An explicit, energy-conserving particle-in-cell scheme for relativistic plasmas

TL;DR

This paper introduces an explicit, energy-conserving particle-in-cell scheme for relativistic plasmas, extending previous non-relativistic methods to improve energy conservation in simulations.

Contribution

The paper develops a relativistic PIC scheme based on an analytically solvable optimization problem that enforces exact energy conservation, compatible with common electromagnetic solvers.

Findings

The scheme achieves dramatic improvements in energy conservation over traditional PIC methods.

It is compatible with Yee/FDTD and PSATD electromagnetic solvers.
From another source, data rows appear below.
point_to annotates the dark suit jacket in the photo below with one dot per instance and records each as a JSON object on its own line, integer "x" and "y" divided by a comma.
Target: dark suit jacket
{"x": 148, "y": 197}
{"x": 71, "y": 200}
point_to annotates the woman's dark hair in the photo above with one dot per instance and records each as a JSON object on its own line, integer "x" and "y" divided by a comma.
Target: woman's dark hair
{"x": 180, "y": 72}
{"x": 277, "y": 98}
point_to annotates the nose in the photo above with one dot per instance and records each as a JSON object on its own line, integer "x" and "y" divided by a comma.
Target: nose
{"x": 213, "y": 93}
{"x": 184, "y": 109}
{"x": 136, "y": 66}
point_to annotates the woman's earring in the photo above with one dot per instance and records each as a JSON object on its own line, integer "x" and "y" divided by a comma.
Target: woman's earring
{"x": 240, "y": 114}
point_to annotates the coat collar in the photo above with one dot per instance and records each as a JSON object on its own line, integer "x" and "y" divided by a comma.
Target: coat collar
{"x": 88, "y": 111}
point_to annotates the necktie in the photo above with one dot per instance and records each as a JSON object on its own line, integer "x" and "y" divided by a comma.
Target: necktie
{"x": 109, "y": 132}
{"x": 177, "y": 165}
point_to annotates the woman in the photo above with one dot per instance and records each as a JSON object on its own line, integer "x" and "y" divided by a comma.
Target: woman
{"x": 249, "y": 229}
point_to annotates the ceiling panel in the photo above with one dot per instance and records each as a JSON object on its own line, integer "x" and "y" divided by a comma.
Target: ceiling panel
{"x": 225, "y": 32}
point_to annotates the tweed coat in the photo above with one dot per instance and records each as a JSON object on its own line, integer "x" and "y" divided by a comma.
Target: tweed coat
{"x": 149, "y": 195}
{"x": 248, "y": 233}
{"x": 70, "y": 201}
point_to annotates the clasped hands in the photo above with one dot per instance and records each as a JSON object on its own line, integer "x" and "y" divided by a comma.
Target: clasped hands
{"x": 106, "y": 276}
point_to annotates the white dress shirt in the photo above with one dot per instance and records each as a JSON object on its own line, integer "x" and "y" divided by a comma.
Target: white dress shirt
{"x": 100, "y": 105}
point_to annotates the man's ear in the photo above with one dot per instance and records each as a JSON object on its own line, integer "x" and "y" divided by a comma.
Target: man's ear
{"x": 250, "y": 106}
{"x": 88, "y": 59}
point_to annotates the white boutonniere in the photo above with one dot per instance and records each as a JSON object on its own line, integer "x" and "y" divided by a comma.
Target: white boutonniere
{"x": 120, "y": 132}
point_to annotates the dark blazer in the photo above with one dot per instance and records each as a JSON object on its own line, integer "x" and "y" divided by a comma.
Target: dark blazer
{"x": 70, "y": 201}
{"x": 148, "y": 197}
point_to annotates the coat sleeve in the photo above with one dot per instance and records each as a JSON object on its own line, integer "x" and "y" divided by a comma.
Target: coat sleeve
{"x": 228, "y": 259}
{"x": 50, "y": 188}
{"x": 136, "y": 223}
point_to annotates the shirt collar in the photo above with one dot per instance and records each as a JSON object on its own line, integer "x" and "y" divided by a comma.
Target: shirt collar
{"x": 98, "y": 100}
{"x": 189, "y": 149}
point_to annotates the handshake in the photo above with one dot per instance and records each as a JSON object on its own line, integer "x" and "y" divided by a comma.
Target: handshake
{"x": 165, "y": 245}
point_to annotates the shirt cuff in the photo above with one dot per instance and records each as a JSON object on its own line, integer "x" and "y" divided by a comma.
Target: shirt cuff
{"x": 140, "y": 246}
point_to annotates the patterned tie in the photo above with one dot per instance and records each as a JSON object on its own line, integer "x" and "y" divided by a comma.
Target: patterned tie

The scheme is verified on standard relativistic test problems, confirming conservation properties.

Abstract

We extend the recently-developed explicit, energy-conserving particle-in-cell (PIC) scheme of [1] to the relativistic Vlasov-Maxwell system. As in the non-relativistic case, the method is built on an optimization problem that is analytically solvable, local to each particle, and designed to enforce exact energy conservation. Although the solution to this optimization problem is not guaranteed to be real, we show that such instances are rare enough for practical simulation parameters to permit dramatic improvements in energy conservation over traditional explicit PIC schemes. We show that, as in the non-relativistic case, the scheme is compatible with popular field-solvers for electromagnetic PIC schemes, including the Yee/FDTD and pseudo-spectral analytic time-domain (PSATD) methods. The scheme is verified on standard relativistic test problems, where its conservation properties are confirmed.